Working with an Asana

Pick a particular pose or short series of poses to work with. This should not be your usual “go to” pose, such as downward facing dog, but rather one you do not practice every day. It could be one of the warrior poses, wide leg forward extension or a seated twist. This will be your pose to work with several days in a row, regardless of how you feel or whether you “want” to do the pose. The idea is to explore that asana or sequence of asanas from different perspectives.

Try your “study pose” early in the morning when you are feeling alert and energized. Also try it late in the day when you want to settle down for the evening. What happens if you do that asana right before you go to bed or as the first pose when you get up in the morning?

Your Impact on the Pose

Observe how your physical and mental state affects the asana practice.
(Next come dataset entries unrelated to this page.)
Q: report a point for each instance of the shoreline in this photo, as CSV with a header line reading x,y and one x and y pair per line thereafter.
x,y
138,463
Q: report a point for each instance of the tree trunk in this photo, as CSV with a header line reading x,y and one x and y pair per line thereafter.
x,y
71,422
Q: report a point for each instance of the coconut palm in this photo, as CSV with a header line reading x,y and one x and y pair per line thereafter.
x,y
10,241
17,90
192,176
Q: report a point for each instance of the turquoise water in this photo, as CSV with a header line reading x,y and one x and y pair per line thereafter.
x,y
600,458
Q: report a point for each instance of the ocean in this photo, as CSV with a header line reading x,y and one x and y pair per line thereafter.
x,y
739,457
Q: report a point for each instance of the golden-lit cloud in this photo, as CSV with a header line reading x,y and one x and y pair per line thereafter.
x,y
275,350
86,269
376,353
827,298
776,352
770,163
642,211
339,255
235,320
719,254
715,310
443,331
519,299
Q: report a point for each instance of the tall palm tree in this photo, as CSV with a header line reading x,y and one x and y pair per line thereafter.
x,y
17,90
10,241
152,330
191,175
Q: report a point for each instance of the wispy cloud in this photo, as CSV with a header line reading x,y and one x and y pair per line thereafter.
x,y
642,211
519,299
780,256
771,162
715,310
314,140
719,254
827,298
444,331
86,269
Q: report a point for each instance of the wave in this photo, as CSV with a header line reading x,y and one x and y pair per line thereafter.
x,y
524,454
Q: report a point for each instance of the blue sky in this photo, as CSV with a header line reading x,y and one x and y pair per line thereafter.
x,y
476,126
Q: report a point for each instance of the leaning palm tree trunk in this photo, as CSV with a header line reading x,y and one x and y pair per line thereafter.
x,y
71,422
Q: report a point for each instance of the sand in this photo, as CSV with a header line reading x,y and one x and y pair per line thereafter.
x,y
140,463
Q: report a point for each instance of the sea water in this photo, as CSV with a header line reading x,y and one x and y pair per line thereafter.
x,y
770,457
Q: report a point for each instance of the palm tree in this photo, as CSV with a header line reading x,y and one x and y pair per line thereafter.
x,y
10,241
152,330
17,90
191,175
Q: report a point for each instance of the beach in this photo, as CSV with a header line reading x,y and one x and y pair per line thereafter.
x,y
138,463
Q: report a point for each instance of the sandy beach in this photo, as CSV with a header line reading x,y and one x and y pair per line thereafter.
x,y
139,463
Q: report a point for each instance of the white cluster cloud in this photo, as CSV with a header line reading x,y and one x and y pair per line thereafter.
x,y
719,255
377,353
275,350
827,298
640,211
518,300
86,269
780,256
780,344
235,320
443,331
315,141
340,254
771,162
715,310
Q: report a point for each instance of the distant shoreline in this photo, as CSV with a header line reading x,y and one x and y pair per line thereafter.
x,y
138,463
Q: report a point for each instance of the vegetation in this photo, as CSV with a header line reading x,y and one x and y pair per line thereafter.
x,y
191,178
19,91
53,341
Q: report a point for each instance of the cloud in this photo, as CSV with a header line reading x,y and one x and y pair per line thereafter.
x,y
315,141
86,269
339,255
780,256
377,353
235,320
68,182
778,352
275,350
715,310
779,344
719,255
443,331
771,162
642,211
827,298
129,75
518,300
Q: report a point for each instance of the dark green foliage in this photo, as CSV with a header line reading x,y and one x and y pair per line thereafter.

Are you giving it your best effort in each situation or just going through the motions? Stay tuned in and assess whether the body and mind are coming together, even when one of them is not interested! What is the result in the pose when you practice at a time that does not seem to fit with what that asana demands?

The Effects of an Asana

Also observe how the asana impacts you in different situations. Does it bring you additional energy when you need it or help to relax you when you feel stressed? Does it impact your mental state or physical state more? Watch whether the results and effects of the poses change at different times of day or when you start with a particular mood or attitude.

This type of asana study may seem vague or unclear. There is not one specific method or approach that must be used. Rather, it is the idea of working with the same pose over different days, times and states of mind to see how the pose affects you. At the same time, you are observing how you impact the pose.

The potential result is you gain a better understanding of how to work with poses for your benefit. Yoga affects our body, mind, breath and spirit and each of these affects how we practice yoga. Studying asanas thoroughly – in this way – brings unity to yoga.